For the past few years, I have encountered slats from the fence that separates our yard from the parking lot of the apartment building next door in the mornings when I was on my way to work. Or in the afternoon when I came home from work. Or in the middle of the day when I was home for the weekend. This was initially interpreted by me as vandalism of the most shoddy kind: the annoyance fix. This was expressly true when we still had a dog roaming our property. The width of the slats were just the right size for our canine-American to squeeze through and go out in search of discarded diapers to eat in our neighborhood. It was important for someone to jump into that particular breech and keep our pet on our side of the fence.
When our dog was gone, the alarm I felt when slats were displaced dissipated. But there was still that hole in the fence. A fence that had stood the test of time, or at least to a certain point in time. The vandals that I had imagined wantonly and recklessly destroying our property. It turns out that it was more a function of the disintegration of the edifice that had been placed there before we ever took up residence. Things fall apart. Car doors opened too close to the fence knocked out a few. Kids bouncing balls against it could have the same effect. Small insects coughing in the general direction of the redwood structure that may have been first erected by ancient Mayans could have taken the thing down. I learned this emphatically when it came time to tear the whole thing down and start again.
My son and I built a new fence over the course of a few days, and now the clock starts ticking for the time when some future generation will have to fuss about missing slats and wobbly posts. In the meantime, we were stuck with a lawn full of rotted lumber that was in need of disposal. I made a preemptive call to Waste Management to get help managing our waste. I scheduled the earliest possible pickup for the debris: July 8. I spent days longer than the actual construction of the new fence pulling nails and screws and staples from the wood that used to be our fence, preparing it for the compost heap. I bundled it, and stacked it in one corner of our yard, waiting for the day when it would no longer be our problem.
On the day before our bulky waste pickup, I moved all those bundles to the curb and waited for the next morning when the old fence would become just a memory. By four o'clock in the afternoon on July 8, the bulky waste had not been picked up. I made a call to Waste Management, asking them if there was still a truck coming to relieve us of our woody burden. I was informed that a truck had indeed come by, earlier that day, but since the nicely bundled stacks were blocked by parked cars, they went on their way.

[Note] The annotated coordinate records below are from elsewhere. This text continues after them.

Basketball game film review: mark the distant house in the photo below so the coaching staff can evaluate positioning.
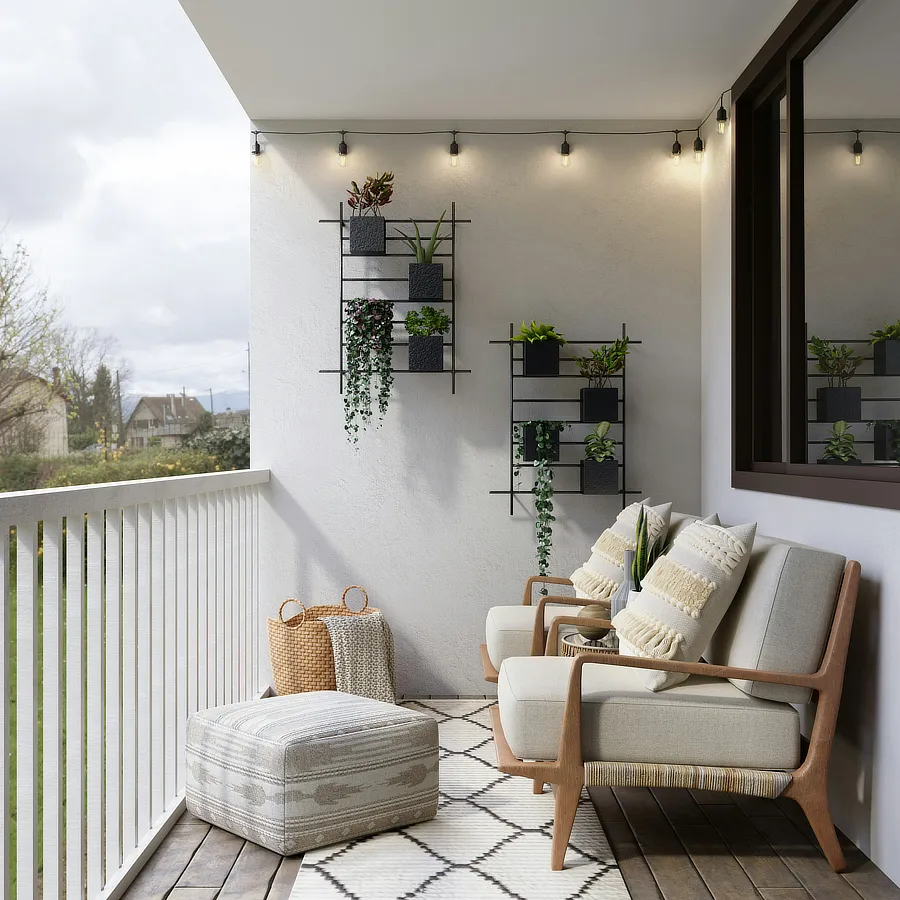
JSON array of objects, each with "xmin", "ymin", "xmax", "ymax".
[{"xmin": 125, "ymin": 394, "xmax": 204, "ymax": 450}]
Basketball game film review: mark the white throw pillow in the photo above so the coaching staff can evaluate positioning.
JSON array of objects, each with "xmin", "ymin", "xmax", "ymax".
[
  {"xmin": 571, "ymin": 500, "xmax": 672, "ymax": 603},
  {"xmin": 613, "ymin": 522, "xmax": 756, "ymax": 691}
]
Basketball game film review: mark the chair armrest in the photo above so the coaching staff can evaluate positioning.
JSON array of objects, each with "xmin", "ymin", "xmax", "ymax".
[
  {"xmin": 544, "ymin": 616, "xmax": 615, "ymax": 656},
  {"xmin": 522, "ymin": 575, "xmax": 575, "ymax": 606}
]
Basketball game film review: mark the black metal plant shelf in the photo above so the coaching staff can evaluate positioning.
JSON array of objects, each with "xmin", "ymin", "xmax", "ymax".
[
  {"xmin": 319, "ymin": 201, "xmax": 472, "ymax": 394},
  {"xmin": 489, "ymin": 322, "xmax": 643, "ymax": 515}
]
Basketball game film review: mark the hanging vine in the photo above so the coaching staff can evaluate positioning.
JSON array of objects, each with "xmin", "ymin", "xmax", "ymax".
[
  {"xmin": 513, "ymin": 419, "xmax": 568, "ymax": 576},
  {"xmin": 344, "ymin": 297, "xmax": 394, "ymax": 444}
]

"Did you leave it in the gutter?" asked the customer service helpdroid.
"You mean in the street?" I asked in incredulous response.

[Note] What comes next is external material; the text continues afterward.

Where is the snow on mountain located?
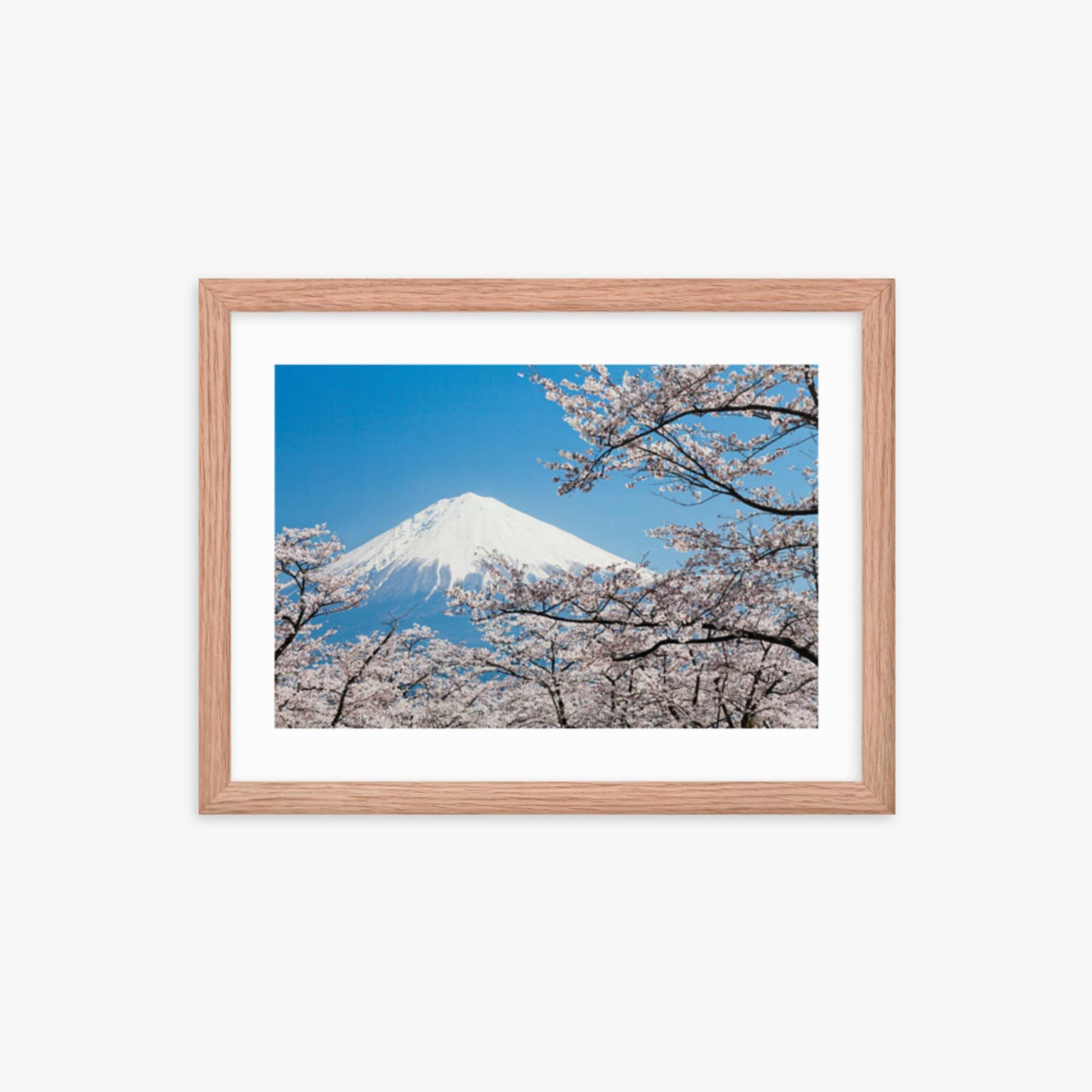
[338,493,628,602]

Suddenly I felt cursed by the burden of disintegration. I was told that I needed to wait until the following Monday before a truck could be sent back out "as a courtesy." My son and I dragged all the fence that once was back inside our new fence and waited until Sunday night, when a spot opened up in the gutter in front of our house where once again all that mess was stacked carefully once more, this time in the gutter. I awoke Monday morning to the sound of all that lumber being loaded onto a truck and driven away. Out of sight, but it will be some time still before it is out of mind.